Honestly, i'm not following a specific strategy, no cold showers, no new hapits, nothing has changed at all in my normal day except i'm fed up of feeling shitty after fapping. So, i only remember how bad i would feel afterwards when the urges come. The strong positive feeling you feel after overcoming an urge is becoming more satisfying. I guess after day 20, i started having fun by overcoming an urge which equals to the dopamine shot i used to get from masturbation. Just hold it for your future self. Take the decision, everyday you fight back will heal your brain and make you much stronger.
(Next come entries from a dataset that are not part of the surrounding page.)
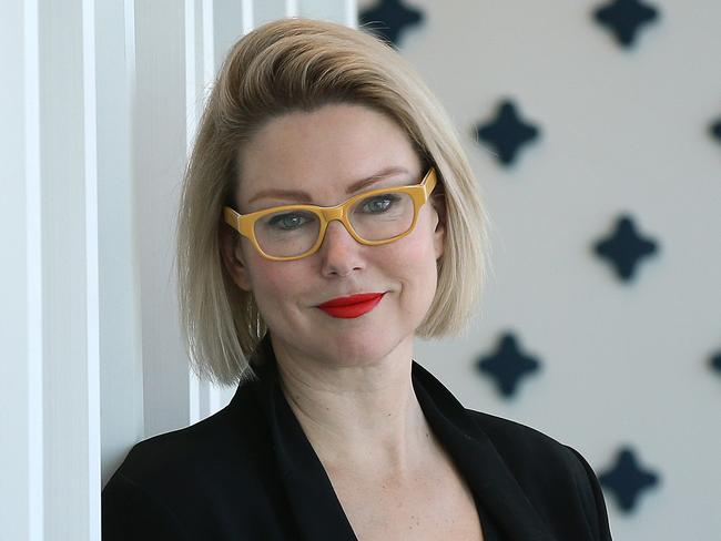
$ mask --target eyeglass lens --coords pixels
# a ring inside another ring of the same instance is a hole
[[[386,241],[407,232],[414,220],[413,197],[402,192],[372,195],[348,210],[353,229],[364,241]],[[267,255],[293,257],[313,247],[321,218],[311,211],[283,211],[255,222],[255,238]]]

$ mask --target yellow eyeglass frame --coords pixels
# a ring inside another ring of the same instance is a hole
[[[223,218],[227,225],[233,227],[244,237],[248,238],[253,244],[253,246],[255,247],[255,249],[266,259],[276,261],[276,262],[302,259],[303,257],[313,255],[318,251],[318,248],[323,244],[323,239],[325,238],[325,232],[328,228],[328,224],[334,220],[337,220],[338,222],[343,223],[343,225],[345,226],[346,231],[351,234],[351,236],[353,236],[353,238],[355,238],[358,243],[365,244],[366,246],[377,246],[379,244],[388,244],[405,237],[416,227],[416,222],[418,221],[418,214],[420,213],[420,208],[428,201],[428,197],[430,196],[431,192],[436,187],[436,183],[437,183],[436,170],[434,167],[430,167],[419,184],[412,184],[410,186],[397,186],[397,187],[392,186],[392,187],[380,187],[377,190],[370,190],[368,192],[354,195],[353,197],[345,201],[344,203],[341,203],[339,205],[335,205],[335,206],[282,205],[282,206],[273,206],[271,208],[264,208],[262,211],[256,211],[248,214],[240,214],[235,210],[231,208],[230,206],[224,206]],[[400,235],[396,235],[394,237],[386,238],[384,241],[365,241],[364,238],[360,238],[358,234],[355,232],[355,229],[353,228],[353,225],[351,225],[351,221],[348,220],[348,215],[347,215],[348,210],[353,206],[354,203],[356,203],[359,200],[363,200],[365,197],[370,197],[373,195],[387,194],[390,192],[405,193],[412,197],[414,204],[414,214],[413,214],[413,222],[410,224],[410,227],[408,227],[408,231],[402,233]],[[255,238],[255,222],[257,222],[263,216],[266,216],[267,214],[274,214],[276,212],[283,212],[283,211],[312,212],[316,216],[318,216],[318,220],[321,221],[321,228],[318,229],[318,239],[311,248],[308,248],[305,253],[301,255],[293,255],[286,257],[268,255],[265,252],[263,252],[263,248],[261,248],[261,245]]]

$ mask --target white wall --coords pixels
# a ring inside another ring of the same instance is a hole
[[[98,540],[101,487],[130,447],[231,396],[191,376],[174,296],[174,213],[205,88],[254,12],[348,22],[355,3],[0,10],[0,539]]]
[[[714,539],[719,382],[705,360],[721,346],[721,183],[704,126],[720,113],[720,4],[657,0],[662,23],[629,53],[589,21],[590,0],[407,1],[427,23],[402,53],[466,137],[494,221],[495,273],[470,336],[420,343],[417,359],[466,406],[537,427],[597,471],[632,443],[662,484],[632,517],[609,501],[618,539]],[[189,374],[171,267],[205,88],[255,24],[284,14],[355,24],[356,7],[0,9],[10,82],[0,89],[0,538],[94,540],[100,489],[128,449],[232,392]],[[505,171],[468,134],[508,94],[545,132]],[[588,254],[627,208],[662,243],[633,287]],[[512,402],[473,368],[508,328],[545,361]]]
[[[494,223],[469,336],[420,343],[417,359],[467,407],[576,447],[597,472],[631,445],[661,483],[632,514],[607,494],[615,539],[719,539],[721,3],[649,0],[661,19],[630,51],[591,21],[602,1],[406,3],[426,22],[400,52],[449,110]],[[471,132],[507,95],[542,130],[510,170]],[[624,211],[660,243],[632,285],[590,252]],[[511,401],[475,369],[507,329],[542,361]]]

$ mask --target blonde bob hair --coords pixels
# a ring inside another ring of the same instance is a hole
[[[282,19],[253,30],[229,52],[185,172],[177,220],[179,300],[199,377],[225,385],[254,379],[248,359],[268,330],[252,293],[233,283],[221,257],[222,210],[242,182],[240,149],[273,118],[339,102],[389,115],[422,161],[436,169],[446,244],[436,295],[416,334],[440,338],[467,330],[486,279],[487,220],[441,105],[389,44],[332,22]]]

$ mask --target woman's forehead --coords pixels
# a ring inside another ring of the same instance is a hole
[[[326,105],[268,122],[238,152],[238,200],[285,192],[349,193],[388,180],[414,181],[420,160],[405,132],[386,115],[357,105]],[[295,195],[292,195],[295,194]]]

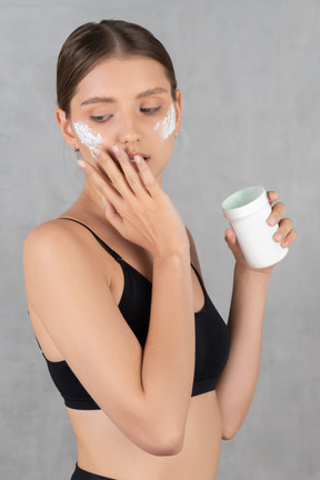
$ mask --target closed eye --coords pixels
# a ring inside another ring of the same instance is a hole
[[[104,121],[109,120],[110,117],[111,116],[97,116],[97,117],[96,116],[91,116],[90,118],[91,118],[91,120],[101,123],[101,122],[104,122]]]
[[[154,108],[149,108],[149,109],[141,108],[140,111],[142,113],[146,113],[146,114],[151,114],[151,113],[156,113],[160,109],[161,109],[161,107],[154,107]]]

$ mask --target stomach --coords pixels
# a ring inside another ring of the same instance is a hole
[[[190,400],[182,450],[152,456],[132,443],[101,410],[67,409],[81,469],[116,480],[214,480],[221,444],[216,391]]]

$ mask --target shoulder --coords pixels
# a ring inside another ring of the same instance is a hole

Day 24/30. This may not apply to everyone. What I've discovered is that PMO is not a problem, but a solution to a problem. As long as I kept ignoring the underlying causes of PMO compulsion, my willpower was very limited. For me, PMO is a coping mechanism for dealing with the negative emotions which show up whenever I am triggered by past trauma. I grew up in an alcoholic home, didn't feel loved by my parents, was physically beaten as a child, verbally and sexually abused, and I was alone most of the time having no friends nor anyone to talk to. PMO became the friend I never had and this is why I am so drawn to it. I found this article which explains this perspective and I used it as a start on the path of healing (it's rather biased towards men): https://www.menprovement.com/masturbation-addiction/ Once I figured out my past traumas and spent some time working through them and processing painful emotions, PMO slowly started losing its fascination. In fact, I've lost almost all interest in PMO and it's rare for me to have urges now. I am constantly in a flatline now, meaning I have no libido. The only temptation I have is I can temporarily restore libido by purposely relapsing so I do that sometimes because I'm afraid that I've become permanently asexual. I know I have to stop doing this and just go through the flatline until it ends and it may take years, but flatline makes me feel dead inside and unmotivated to do anything.
Day 16. I feel much better now. Urges starting to fade away, but I need to be productive again because in the last 7 days I haven't been productive. I'm lazy lol
Still struggling along. Day 16. Insights and self knowledge is getting stronger but so are my urges unfortunately.
@270916, @Overcome Fear and @Dr Xero, thank you so much for what you shared and your helpful advice. Really grateful! Day 2 for me
9/30. After almost crashing the car yesterday - one instance of peaking (no edging) which I'm going to allow as long as it REMAINS one - feel refocused and both hands firmly on the wheel. Hope everyone's doing well and staying on target.
Thanks for encouraging me. I really appreciate it. I'm also grateful for the references to deal with anxiety. I will check them out
Day 27 This morning I didn't follow my usual routine and I came across a trigger randomly, so I wasn't as cautious as I normally would be, but after a few minutes I managed to see the rationalizations my emotions were feeding me for the half truths that they are and got back on track again. This showed me how important it is to start the day off right and set your intentions for the day instead of starting the day on auto-pilot and doing what is most convinient.